Beyond mobile community

Tim Smit, Founder of The Eden Project, recently gave an inspiring talk at the Emerge Conference in Oxford (which I blogged about, in Tweets, here). One of the many takeaways from his talk was this:

This applies just as much to topics and subject matter as it does to people. Some of the highlights for me last year were talks I gave to “mobile-for-development-neutral” audiences. Sometimes we’re so cosy in our “m4d” bubble that we forget that many people don’t realise things like M-PESA exist, or that in the developing world patients can get medicine or appointment reminders, or that farmers can access agricultural advice, all through their mobile phones. We’ve worked for some time at FrontlineSMS to correct this, and this year has witnessed the beginnings of an acceleration of our efforts.
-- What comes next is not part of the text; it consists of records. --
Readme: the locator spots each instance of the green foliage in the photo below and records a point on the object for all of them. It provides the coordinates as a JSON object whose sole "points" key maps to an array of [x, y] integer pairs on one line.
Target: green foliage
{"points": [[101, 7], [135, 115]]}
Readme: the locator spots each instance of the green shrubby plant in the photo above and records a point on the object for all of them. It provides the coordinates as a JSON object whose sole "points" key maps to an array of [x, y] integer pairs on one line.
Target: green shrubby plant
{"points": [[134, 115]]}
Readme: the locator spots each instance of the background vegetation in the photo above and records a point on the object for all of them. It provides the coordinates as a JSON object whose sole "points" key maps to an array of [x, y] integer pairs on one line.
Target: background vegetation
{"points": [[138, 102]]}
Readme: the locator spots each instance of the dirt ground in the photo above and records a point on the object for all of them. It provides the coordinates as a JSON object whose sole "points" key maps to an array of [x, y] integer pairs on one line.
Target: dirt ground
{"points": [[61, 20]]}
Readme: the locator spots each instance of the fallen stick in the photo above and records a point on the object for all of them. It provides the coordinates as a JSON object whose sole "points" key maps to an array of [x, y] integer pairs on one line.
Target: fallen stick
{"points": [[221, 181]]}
Since writing a travel piece for Vodafone receiver back in June 2008, I’ve been trying to figure out how we can get mobile articles into in-flight magazines. It’s the perfect neutral, captive audience, after all. Late last year, it happened.
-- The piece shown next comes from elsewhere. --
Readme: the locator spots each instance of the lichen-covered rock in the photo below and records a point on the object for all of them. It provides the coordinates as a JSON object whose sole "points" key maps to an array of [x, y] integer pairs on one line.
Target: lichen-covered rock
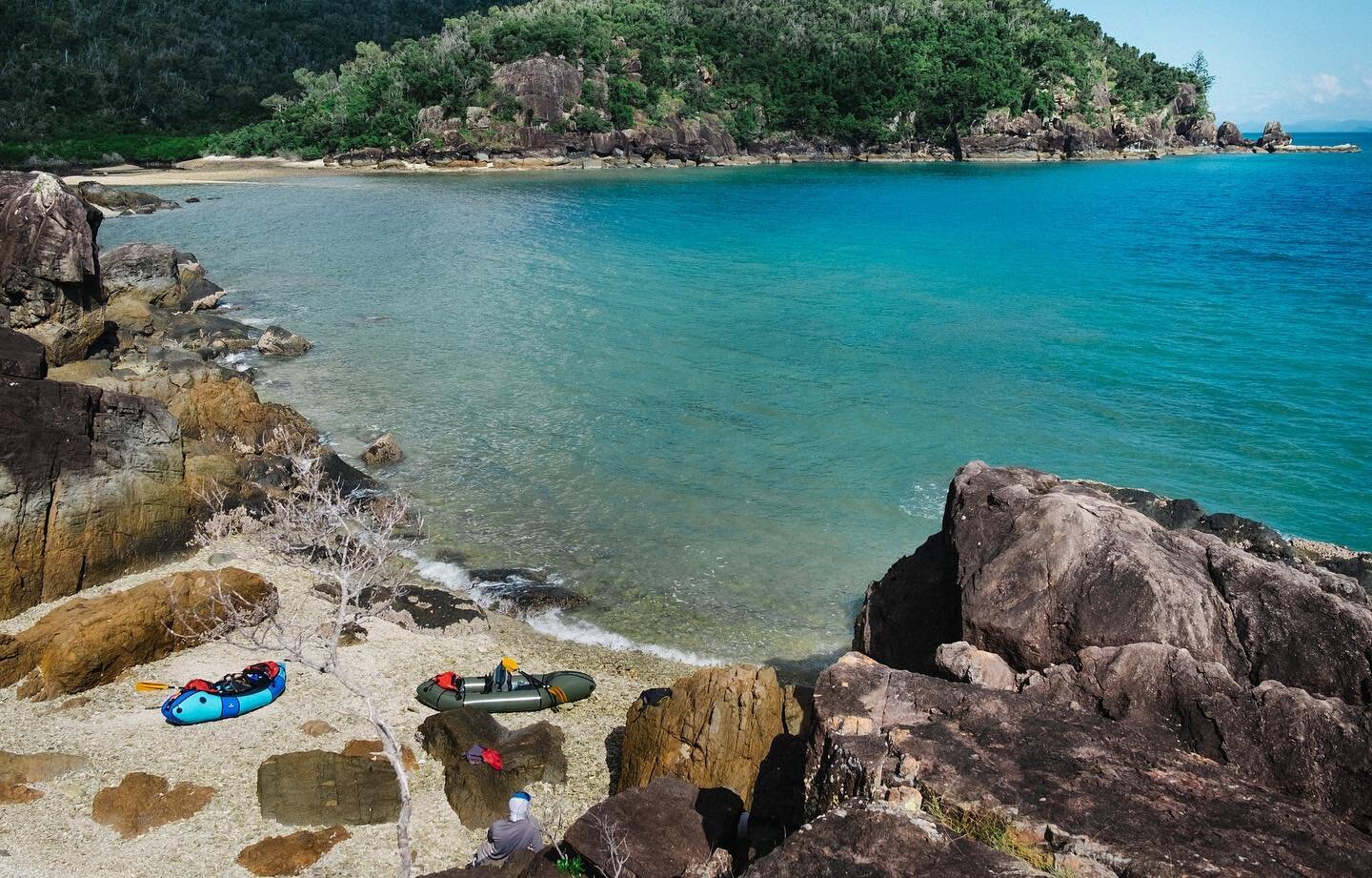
{"points": [[91, 641], [477, 793], [277, 342], [50, 277], [1121, 794], [877, 841], [156, 275], [545, 87], [290, 855], [118, 200], [661, 830], [144, 802], [315, 787], [91, 483], [715, 730]]}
As well as helping with the article, we also supplied a selection of photographs from our Mobile Gallery for the Brussels Airlines feature (above). Sadly, the article – “Africa’s hotbed of phone innovation” – is not available online.

We’ve also got a number of conference talks lined up this year which continue to take the “mobile message” away from purely technical or “mobile-for-development” or ICT4D audiences. Later this week I’ll be heading off to speak at the Global Competitiveness Forum in Riyadh:

The Global Competitiveness Forum (GCF), the only event of its kind, is an annual meeting of global business leaders, international political leaders, and selected intellectuals and journalists brought together to create a dialogue with respect to the positive impact organisational and national competitiveness can have on local, regional and global economic and social development

Of course, we also have The Social Mobile Group on Facebook, and our new “Mobile Message” series on National Geographic which has gained considerable traction despite only running for a couple of months. With another dozen-or-so articles still scheduled to run, we’re hoping to keep a regular column and build on their readership’s growing interest in the topic.

And finally, back to magazines, late last year I had a long chat with the Editor of National Geographic Traveller magazine, and our ‘interview’ will be featured in the magazine within the next couple of months.

Talking and writing about our work, and mobiles-for-development more broadly, is always exciting. Taking it to new places is even more so.